Paula Becker était une
femme peintre. Elle est née en 1876, est morte en couches en 1907, alors que
Picasso invente le cubisme. Cette Allemande amoureuse de Paris et de son
effervescence au début du XXe siècle, enthousiasmée par Gauguin et Cézanne, a
épousé, par amour mais pas que, Otto Modersohn, un peintre paysagiste académique,
qui refusait l’impressionnisme quand son épouse en était déjà aux avant-gardes.
En France, nous connaissons peu cette peinture allemande, pour ne pas dire pas
du tout. La peinture de l’époux est passée de mode, et cette mode ne repassera
pas, sans doute. Celle de l’épouse est plus intéressante, par sa modernité et
son audace. Elle n’émeut pas pour autant – c’est, du moins, mon sentiment.
Marie Darrieussecq s’empare
de la vie de Paula. La peintre meurt à 31 ans, en couches. Elle qui s’était
depuis toujours ou presque interrogée, dans sa peinture, sur le corps des
femmes, la maternité et l’allaitement, elle qui n’était pas sûre de vouloir des
enfants… Darrieussecq s’empare, donc, de la vie de Paula, scrute sa
correspondance, son journal, en donne de larges extraits, dans le désordre. En
parallèle, l’écrivain travaille sur une nouvelle traduction de A room of one’s own, le livre de
Virginia Woolf, qu’elle intitule Un lieu
à soi, comme pour faire sortir la femme de l’enclos de la
« chambre ». Virginia et Paula ont cette démarche commune, peut-être,
d’interroger non pas la place des femmes, mais le regard que l’on porte sur
elles. La façon dont on les envisage.
Dans les tableaux de Paula, les femmes sont sujets et non objets : de la
petite fille à la vieille femme, en passant par la mère allaitante, la peintre se
soucie autant de sa manière que de
son modèle.
La peinture de Paula
occupe, au fond, peu de place dans la biographie de Darrieussecq. C’est la
femme libre que l’écrivain nous fait découvrir. Libre, entendons-nous. Libre dans
sa peinture, à n’en pas douter. Libre intellectuellement, peut-être, et encore.

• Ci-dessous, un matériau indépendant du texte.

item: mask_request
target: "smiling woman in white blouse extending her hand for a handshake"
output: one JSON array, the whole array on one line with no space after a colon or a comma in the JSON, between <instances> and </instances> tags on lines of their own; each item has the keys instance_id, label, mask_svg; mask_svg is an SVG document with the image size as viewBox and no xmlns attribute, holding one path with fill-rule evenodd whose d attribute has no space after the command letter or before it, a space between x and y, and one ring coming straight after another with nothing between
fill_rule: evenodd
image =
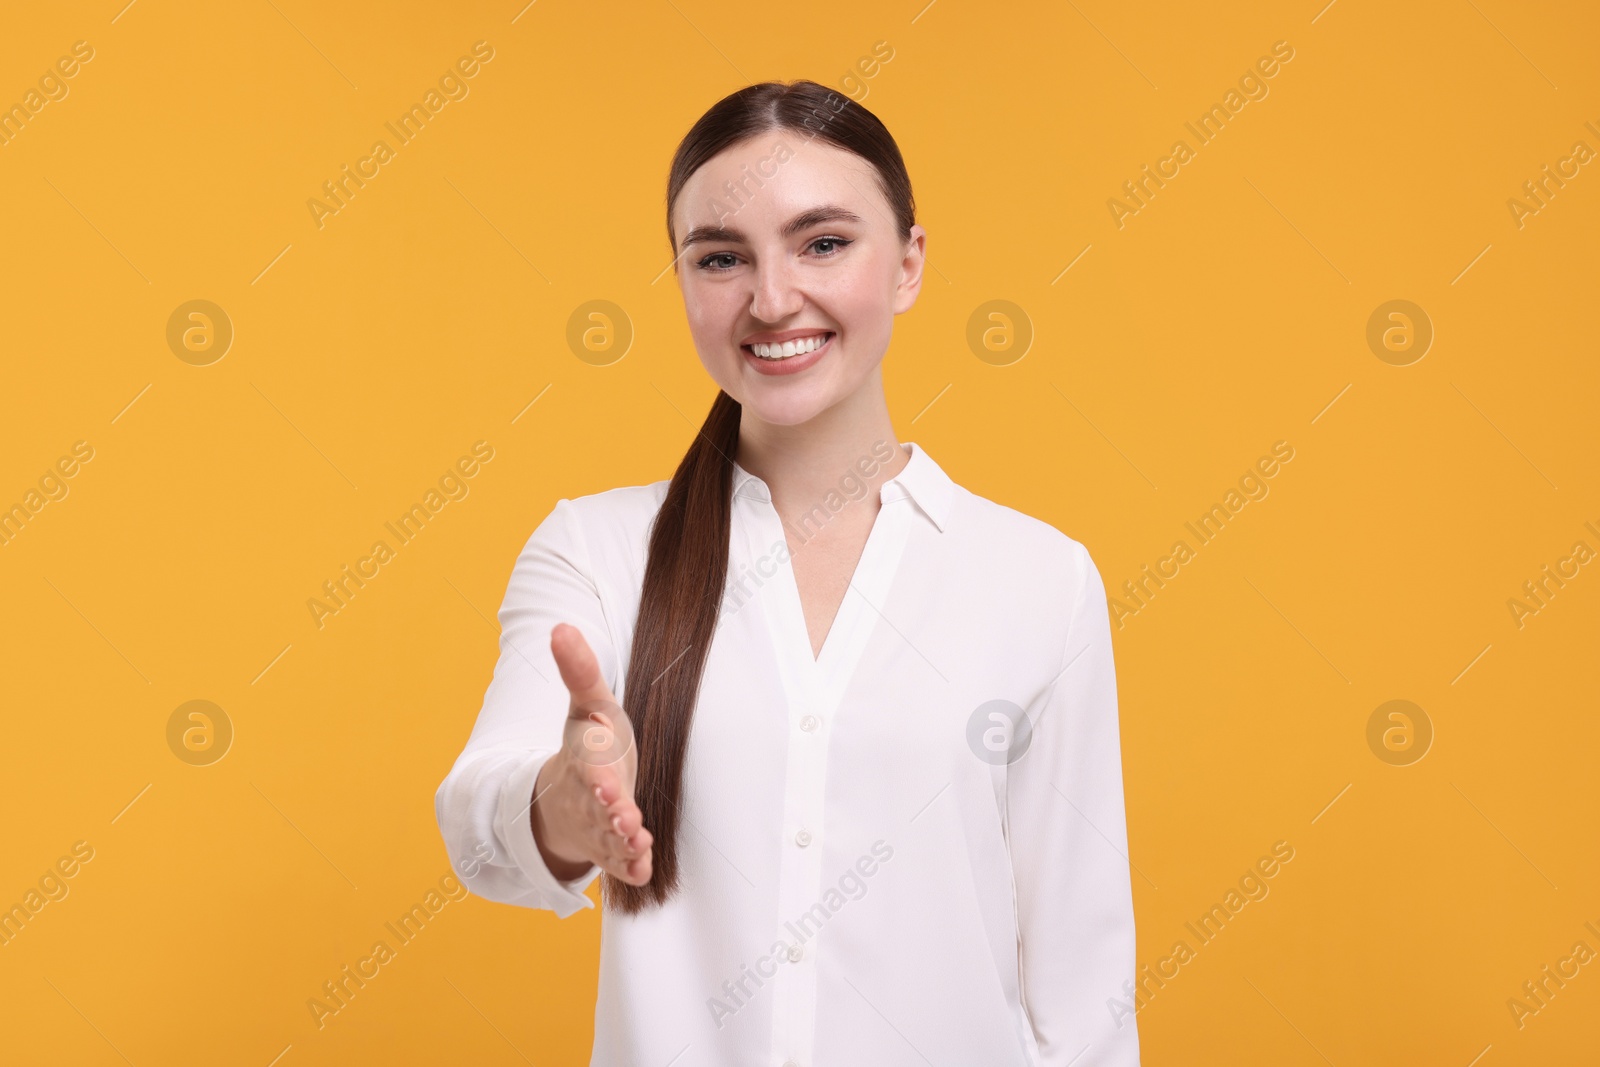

Paula a du mal, tout de même, à laisser tomber le corset – Marie Darrieussecq
cite un passage étonnant de sa correspondance à ce sujet – et accepte de suivre
des cours de cuisine avant de convoler, parce qu’une bonne épouse doit savoir
contenter son mari aussi devant les fourneaux. Elle choisit de se fiancer, et
de se marier. Pourtant, elle « flirte » avec Rilke, lui cache ses
fiançailles. Le poète épousera la meilleure amie de Paula, une sculptrice élève
de Rodin. Par dépit ? Par défi ? Contre Paula et contre Lou ?
Les jeux amoureux sonnent comme des enjeux. Et Paula sort perdante, épouse
heureuse mais sans plus, mère morte en accouchant.
Être ici est une splendeur
– titre emprunté à un vers de Rilke – est une biographie, bien sûr. Qui permet
la découverte d’un peintre et d’une femme. Mais Paula M. Becker est aussi un personnage-jalon
dans l’œuvre littéraire de Marie Darrieussecq. Cet auteur ne cesse d’interroger
la féminité, le désir, la maternité, la liberté et l’attachement. Romans,
autobiographie transposée, traductions, biographies… tout cela forme un tout
d’une grande cohérence, et d’un grand intérêt. Alors, bien sûr, ici, nous
découvrons la vie de Paula, femme peintre. Mais nous sommes aussi – et surtout
– dans une escale du parcours d’une femme écrivain.